Tropical forests and the biodiversity within them are rapidly declining in the face of increasing human encroachment. Resource management and conservation of endangered species requires an understanding of how species perceive and respond to their environment so efforts can focus on areas of highest importance for the species of concern. Species Distribution Modeling (SDM) is an appropriate tool for identifying conservation priority areas. In this study, maximum entropy SDM was used to identify areas of suitable chimpanzee (Pan troglodytes verus) habitat within the Mont Nimba Strict Nature Reserve of Guinea, Africa. Suitable habitat was predicted based on the location of chimpanzee nest sites and the spatial distribution of 16 biophysical variables within the study area.
Results/Conclusions
The accuracy of the model was assessed by examining the area under the curve (AUC).

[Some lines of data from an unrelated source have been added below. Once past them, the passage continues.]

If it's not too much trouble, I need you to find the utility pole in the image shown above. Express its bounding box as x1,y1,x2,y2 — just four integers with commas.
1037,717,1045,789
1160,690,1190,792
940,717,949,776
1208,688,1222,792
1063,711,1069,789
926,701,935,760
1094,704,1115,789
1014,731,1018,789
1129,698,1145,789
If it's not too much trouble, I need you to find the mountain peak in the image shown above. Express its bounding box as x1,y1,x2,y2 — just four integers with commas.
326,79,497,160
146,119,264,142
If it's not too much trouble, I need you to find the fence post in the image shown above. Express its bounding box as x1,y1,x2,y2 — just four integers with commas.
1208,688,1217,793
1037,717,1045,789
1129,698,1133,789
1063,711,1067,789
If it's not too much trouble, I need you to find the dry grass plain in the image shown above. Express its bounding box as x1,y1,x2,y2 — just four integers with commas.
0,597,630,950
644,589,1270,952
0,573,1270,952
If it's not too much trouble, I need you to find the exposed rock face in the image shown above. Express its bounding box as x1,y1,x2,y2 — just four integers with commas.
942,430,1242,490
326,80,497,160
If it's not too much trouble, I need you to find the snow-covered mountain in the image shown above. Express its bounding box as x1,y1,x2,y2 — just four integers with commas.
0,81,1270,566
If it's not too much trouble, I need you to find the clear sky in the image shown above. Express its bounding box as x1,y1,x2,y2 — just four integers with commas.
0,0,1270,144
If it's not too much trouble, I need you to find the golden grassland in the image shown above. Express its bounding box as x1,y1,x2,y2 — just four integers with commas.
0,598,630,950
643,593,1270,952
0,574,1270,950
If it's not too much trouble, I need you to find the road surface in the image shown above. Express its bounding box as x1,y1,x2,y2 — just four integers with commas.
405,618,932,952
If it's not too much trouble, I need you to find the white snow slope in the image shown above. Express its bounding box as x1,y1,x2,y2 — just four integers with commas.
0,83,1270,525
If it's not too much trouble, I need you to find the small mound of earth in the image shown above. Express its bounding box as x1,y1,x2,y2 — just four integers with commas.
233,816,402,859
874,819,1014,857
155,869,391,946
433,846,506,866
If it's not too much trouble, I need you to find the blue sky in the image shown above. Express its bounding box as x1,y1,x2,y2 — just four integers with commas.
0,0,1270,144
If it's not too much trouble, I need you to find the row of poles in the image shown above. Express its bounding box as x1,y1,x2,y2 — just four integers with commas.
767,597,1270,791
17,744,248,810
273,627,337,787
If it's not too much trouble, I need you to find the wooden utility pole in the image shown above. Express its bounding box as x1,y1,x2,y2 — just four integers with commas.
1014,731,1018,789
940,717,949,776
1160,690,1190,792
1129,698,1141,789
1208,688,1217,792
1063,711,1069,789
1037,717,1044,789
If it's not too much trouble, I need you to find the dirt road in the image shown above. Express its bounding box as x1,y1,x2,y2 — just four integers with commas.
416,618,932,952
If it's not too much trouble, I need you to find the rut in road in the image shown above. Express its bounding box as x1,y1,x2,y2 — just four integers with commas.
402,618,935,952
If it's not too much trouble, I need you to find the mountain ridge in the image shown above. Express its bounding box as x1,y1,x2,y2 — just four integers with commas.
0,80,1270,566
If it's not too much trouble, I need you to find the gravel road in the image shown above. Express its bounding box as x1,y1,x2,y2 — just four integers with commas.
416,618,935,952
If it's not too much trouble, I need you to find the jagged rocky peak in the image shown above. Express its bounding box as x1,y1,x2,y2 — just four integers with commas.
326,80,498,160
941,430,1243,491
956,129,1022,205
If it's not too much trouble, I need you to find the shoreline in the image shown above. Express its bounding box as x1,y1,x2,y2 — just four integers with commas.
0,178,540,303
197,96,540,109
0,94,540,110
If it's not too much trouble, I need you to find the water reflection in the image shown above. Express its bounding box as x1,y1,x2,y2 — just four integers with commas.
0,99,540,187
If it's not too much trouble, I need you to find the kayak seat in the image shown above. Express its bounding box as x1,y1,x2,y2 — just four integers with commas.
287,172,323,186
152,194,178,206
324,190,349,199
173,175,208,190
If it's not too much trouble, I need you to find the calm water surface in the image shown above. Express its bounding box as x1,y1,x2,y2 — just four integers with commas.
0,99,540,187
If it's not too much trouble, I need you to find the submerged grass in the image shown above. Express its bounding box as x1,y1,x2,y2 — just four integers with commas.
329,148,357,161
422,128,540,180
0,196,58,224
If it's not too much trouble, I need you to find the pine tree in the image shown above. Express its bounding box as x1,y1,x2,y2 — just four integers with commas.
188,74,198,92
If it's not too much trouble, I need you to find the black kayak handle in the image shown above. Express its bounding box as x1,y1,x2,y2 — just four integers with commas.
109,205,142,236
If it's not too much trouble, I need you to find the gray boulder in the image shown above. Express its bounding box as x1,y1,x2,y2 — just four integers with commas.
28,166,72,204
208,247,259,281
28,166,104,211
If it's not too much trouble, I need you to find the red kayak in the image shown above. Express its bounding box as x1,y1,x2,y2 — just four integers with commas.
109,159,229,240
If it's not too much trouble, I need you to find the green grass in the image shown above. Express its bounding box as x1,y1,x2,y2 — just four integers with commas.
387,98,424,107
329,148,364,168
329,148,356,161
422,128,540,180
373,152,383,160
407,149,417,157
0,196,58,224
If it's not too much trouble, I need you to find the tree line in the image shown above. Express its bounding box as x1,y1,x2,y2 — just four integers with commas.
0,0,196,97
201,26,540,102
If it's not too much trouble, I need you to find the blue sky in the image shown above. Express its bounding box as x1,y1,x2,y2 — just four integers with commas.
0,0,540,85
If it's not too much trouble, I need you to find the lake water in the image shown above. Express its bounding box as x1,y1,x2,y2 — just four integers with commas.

The overall accuracy of the model was 0.754 (random expectation results in an AUC = 0.5). In addition to a map showing suitable chimpanzee habitat, the model identified the biophysical variables contributing most to habitat suitability (percent permutation importance). The variables most influencing habitat suitability for chimpanzees in the study area were elevation (26.1%), wetness index (18.5%), distance to the Strict Nature Reserve boundary (15.7%), distance to rivers (8.5%), the normalized difference vegetation index (6.5%), and topographic position index (6.3%). Understanding the factors influencing chimpanzee behavior, specifically the biophysical variables considered in this study, will greatly contribute to efforts to conserve endangered chimpanzees. SDMs such as this should be used to identify priority areas and more effectively conserve chimpanzees.